Estos dos sectores políticos dominantes terminan siendo timoneados, la derecha por  el Abogado y hacendado Álvaro Uribe Vélez y la izquierda por el Economista y ex-militante del M-19 Gustavo Petro Urrego. A estos dos personajes les tengo respeto y admiro sus trayectorias para llegar donde están.
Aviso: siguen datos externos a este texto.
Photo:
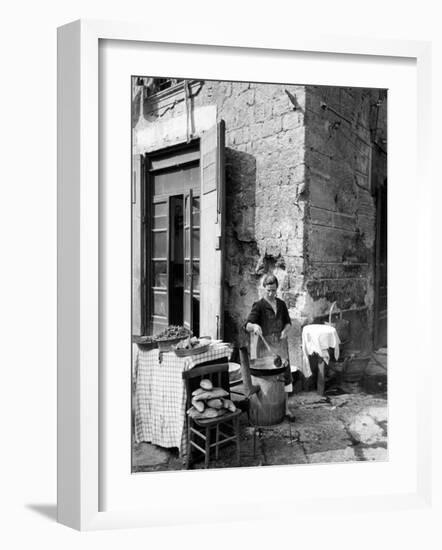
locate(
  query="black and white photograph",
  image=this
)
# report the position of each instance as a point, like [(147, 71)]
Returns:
[(259, 274)]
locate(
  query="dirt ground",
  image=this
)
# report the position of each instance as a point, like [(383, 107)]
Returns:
[(343, 428)]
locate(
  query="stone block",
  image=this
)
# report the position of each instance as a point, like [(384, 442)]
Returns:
[(290, 121)]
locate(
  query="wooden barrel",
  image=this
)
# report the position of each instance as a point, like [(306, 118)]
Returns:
[(267, 407)]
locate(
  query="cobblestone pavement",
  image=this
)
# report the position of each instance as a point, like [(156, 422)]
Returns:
[(345, 428)]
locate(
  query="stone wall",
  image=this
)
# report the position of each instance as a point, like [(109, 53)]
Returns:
[(341, 210), (264, 181)]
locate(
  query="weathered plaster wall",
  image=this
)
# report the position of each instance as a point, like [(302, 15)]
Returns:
[(340, 216)]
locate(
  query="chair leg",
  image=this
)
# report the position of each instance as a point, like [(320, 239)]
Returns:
[(207, 453)]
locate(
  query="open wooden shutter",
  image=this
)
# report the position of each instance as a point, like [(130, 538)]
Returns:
[(212, 231), (137, 179)]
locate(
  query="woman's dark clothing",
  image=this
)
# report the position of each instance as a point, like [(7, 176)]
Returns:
[(272, 324)]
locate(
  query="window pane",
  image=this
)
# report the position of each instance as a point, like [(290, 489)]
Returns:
[(160, 274), (196, 243), (176, 182), (186, 275), (186, 307), (186, 243), (196, 276), (158, 326), (159, 244), (160, 304)]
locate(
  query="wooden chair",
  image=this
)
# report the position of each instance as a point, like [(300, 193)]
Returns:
[(206, 434)]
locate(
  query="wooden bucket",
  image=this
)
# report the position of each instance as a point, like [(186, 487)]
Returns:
[(267, 407)]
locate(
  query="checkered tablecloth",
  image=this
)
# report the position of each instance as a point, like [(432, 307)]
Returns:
[(160, 397)]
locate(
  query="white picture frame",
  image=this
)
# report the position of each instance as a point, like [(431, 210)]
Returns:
[(79, 366)]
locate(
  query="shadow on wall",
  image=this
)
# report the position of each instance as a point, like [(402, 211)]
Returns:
[(241, 255)]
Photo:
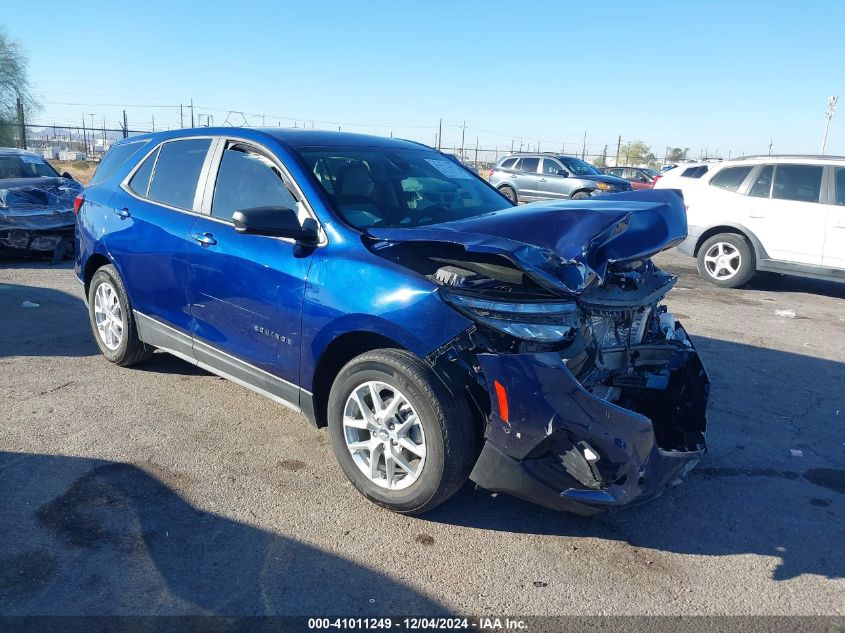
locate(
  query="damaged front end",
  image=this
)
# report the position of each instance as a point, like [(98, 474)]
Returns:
[(36, 216), (593, 393)]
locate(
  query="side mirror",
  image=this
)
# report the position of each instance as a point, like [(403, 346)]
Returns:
[(275, 222)]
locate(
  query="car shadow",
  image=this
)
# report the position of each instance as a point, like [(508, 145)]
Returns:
[(84, 536), (749, 495)]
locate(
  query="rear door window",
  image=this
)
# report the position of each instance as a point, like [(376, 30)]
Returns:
[(248, 179), (177, 172), (731, 178), (798, 182), (762, 186), (140, 182), (529, 165), (114, 158)]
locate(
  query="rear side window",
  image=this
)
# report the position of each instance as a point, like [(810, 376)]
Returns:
[(798, 182), (730, 178), (839, 179), (114, 158), (248, 179), (694, 172), (762, 186), (140, 182), (529, 164), (177, 172)]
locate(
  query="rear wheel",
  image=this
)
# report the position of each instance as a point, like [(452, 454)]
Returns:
[(112, 320), (398, 434), (509, 193), (726, 260)]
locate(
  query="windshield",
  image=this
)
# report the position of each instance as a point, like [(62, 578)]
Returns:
[(389, 188), (25, 166), (579, 167)]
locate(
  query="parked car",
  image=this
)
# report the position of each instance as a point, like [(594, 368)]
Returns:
[(36, 205), (639, 177), (388, 293), (528, 177), (783, 214)]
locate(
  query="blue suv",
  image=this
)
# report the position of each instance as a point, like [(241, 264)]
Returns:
[(387, 292)]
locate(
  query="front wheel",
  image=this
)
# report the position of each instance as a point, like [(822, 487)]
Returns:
[(726, 260), (400, 437)]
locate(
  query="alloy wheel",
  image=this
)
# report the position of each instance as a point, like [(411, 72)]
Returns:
[(722, 261), (384, 435), (108, 316)]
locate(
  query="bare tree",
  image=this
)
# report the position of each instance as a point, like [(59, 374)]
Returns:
[(14, 85)]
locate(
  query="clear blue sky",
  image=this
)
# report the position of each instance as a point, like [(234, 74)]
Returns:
[(725, 75)]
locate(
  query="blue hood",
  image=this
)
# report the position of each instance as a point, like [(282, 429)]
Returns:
[(565, 245)]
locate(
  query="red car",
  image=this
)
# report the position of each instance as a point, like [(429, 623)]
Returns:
[(639, 177)]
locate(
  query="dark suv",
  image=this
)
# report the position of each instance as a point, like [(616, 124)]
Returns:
[(529, 177), (385, 291)]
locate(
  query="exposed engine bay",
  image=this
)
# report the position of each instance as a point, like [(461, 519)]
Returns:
[(593, 392)]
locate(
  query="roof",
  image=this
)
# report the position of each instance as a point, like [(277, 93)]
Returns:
[(293, 137)]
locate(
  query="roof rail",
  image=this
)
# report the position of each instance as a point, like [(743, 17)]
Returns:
[(811, 156)]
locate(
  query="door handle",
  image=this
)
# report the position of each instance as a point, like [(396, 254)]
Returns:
[(206, 239)]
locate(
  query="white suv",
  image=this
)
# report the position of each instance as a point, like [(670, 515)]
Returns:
[(783, 214)]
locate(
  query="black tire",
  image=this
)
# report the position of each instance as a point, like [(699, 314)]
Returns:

Pero han fraccionado al país en dos partes y con este señalamiento  ‘él es el malo y yo soy el bueno’ y es aterrador como en las redes sociales estos dos grupos se despedazan lanzándose ofensas de alto calibre hasta llegar al extremo de amenazar de muerte.
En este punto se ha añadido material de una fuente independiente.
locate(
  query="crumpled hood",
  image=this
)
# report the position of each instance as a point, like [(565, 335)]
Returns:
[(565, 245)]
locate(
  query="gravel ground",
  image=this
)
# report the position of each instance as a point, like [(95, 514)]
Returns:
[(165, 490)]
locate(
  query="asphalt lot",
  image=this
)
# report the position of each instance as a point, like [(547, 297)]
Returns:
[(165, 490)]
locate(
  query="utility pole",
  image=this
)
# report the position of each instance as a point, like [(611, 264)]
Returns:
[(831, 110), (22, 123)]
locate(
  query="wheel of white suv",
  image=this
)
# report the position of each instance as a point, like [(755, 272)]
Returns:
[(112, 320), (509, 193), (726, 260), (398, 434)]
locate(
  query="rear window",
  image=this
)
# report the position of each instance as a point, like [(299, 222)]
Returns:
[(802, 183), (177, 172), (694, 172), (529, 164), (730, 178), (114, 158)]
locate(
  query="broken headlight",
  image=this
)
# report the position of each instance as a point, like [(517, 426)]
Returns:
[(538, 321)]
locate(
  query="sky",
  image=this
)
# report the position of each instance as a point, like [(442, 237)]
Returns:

Actualmente tienen repartido el botín de la burocracia, importantes Alcaldías y Gobernaciones las están gobernando el sector de la izquierda, la Presidencia de la Republica máximo cargo la sigue gobernando la derecha, como también  Entidades de orden nacional  estas dos fuerzas políticas aunque ustedes no lo crean tiene un fin común enriquecerse  y perpetuarse en el poder, podemos ver estos casos en otros países de la región de América Latina, puede notarse una pequeña diferencia en el origen de su condición social de sus dirigentes, pero ejercen el mismo estilo de poder y alimentados por el mismo sistema.

Ya está bueno, ellos no son los únicos dueños de la historia política de este país, la Constitución de 1991, dio un paso importante en el avance de nuestra democracia en tener un sistema pluripartidista, en la Nación se están levantando otras alternativas de poder, Colombia merece un ambiente político distinto. La detención domiciliaria del ex – Presidente Uribe, agitó ‘el avispero’ acusaciones de ambos lados, realmente en la polarización se desperdicia mucho tiempo y se desvía  la atención de los temas de interés nacional que merecen discusión para buscar posibles soluciones, el fanatismo político enceguece y no deja ver más allá, los nuevas expresiones que se están levantando tienen que asumir una responsabilidad de recuperar el discurso donde se debatan ideas y se controviertan, respetando la parte personal del adversario, retomar valores y principios ante una sociedad que carece de ellas y creer que la familia es un potencial de soluciones que nos deben conducir a vivir mejor en sociedad.

La política basada en el endiosamiento de una persona es característica de todo régimen dictatorial.